Mikhail Gelfand, a Howard Hughes Medical Institute international research scholar at the Institute for Information Transmission Problems (IITP) in Moscow, and his postdoctoral fellow, Dmitry Rodionov, used comparative genomics to identify a new transcription factor system in bacteria that represses expression of genes involved in DNA replication. They scanned gene sequences and proteomes of several taxonomic groups of bacteria, identifying not only a highly conserved signal sequence, but also the regulatory transcription factor that bound it, the repressor nature of the signal, and other genes also regulated by this system.
"We provided a very detailed description of a system just by doing bioinformatics alone," says Gelfand, director of the IITP's research and training center of bioinformatics. "It's a proof of principle that you can go a very long way by comparative genomics now." Their findings will be published in the July issue of Trends in Genetics, with early publication now online. Gelfand is presenting the work on June 24, 2005, at the annual meeting of HHMI international research scholars in Mérida, Mexico.

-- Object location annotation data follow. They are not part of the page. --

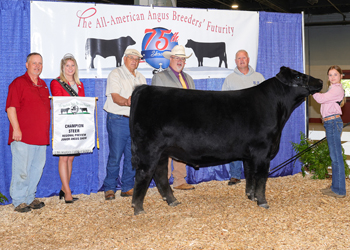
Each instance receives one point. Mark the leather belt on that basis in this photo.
(331, 117)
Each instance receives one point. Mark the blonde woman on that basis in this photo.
(67, 84)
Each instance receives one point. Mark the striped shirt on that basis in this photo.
(122, 82)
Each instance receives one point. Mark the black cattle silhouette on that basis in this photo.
(209, 50)
(106, 48)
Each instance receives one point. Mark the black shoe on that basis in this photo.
(233, 181)
(61, 195)
(22, 208)
(36, 204)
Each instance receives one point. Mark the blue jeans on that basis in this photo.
(28, 162)
(236, 169)
(119, 142)
(333, 133)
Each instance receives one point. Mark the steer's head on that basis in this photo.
(294, 78)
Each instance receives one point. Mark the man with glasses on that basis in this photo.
(174, 77)
(120, 84)
(242, 77)
(28, 110)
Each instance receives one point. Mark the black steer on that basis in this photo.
(106, 48)
(209, 50)
(205, 128)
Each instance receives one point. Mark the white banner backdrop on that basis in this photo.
(73, 125)
(59, 28)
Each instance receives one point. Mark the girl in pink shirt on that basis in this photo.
(331, 111)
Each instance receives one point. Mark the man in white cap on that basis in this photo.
(120, 84)
(242, 77)
(174, 77)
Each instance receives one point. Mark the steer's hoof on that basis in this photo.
(139, 212)
(174, 203)
(265, 205)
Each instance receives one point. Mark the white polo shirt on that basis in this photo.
(122, 82)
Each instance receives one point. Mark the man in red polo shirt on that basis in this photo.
(28, 109)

Gelfand and Rodionov started their search using a technique called phylogenetic footprinting to review the upstream DNA sequences of a group of genes that code for ribonucleotide reductase enzymes. These enzymes convert the ribonucleotide building blocks of RNA into the deoxyribonucleotides used to build DNA. This conversion is critical for duplicating a bacterium's entire genome before it divides to reproduce.
The search revealed a conserved palindromic sequence occurring upstream of many ribonucleotide reductase (Nrd) genes. A genetic palindrome is a sequence of nucleotides on one strand of DNA that reads the same as the sequence on the opposite strand, only backwards - a common feature of DNA sequences that are recognized by regulatory molecules. They designated the sequence the NrdR-box.
Because the signal was found in so many diverse groups of bacteria, the researchers thought it might represent a universal regulatory mechanism. The next question was whether the signal was promoting or repressing expression of Nrd genes.
The team observed that their signal always overlapped with the promoter signal, the region of DNA required for the initiation of the conversion of gene to protein. Molecules that promote transcription recognize and bind to this sequence, which lies just outside of the gene. Repressor signals commonly work by allowing other proteins to bind on top of the promoter sequence and physically block promoters. Therefore, the duo predicted that the NrdR-box functioned as a repressor sequence.
Next, the researchers identified the transcription factor protein that binds to the NrdR-box. To do this, they used a bioinformatics approach they call phylogenetic profiling, compiling a list of genomes that clearly contained the NrdR-box and those that clearly did not have it. Then they searched the proteomes of 63 bacteria species, looking for proteins that strictly followed the same present-or-absent pattern as the NrdR-box. Only one protein cluster matched the pattern, and it represented a family of proteins that shared traits of transcription factors.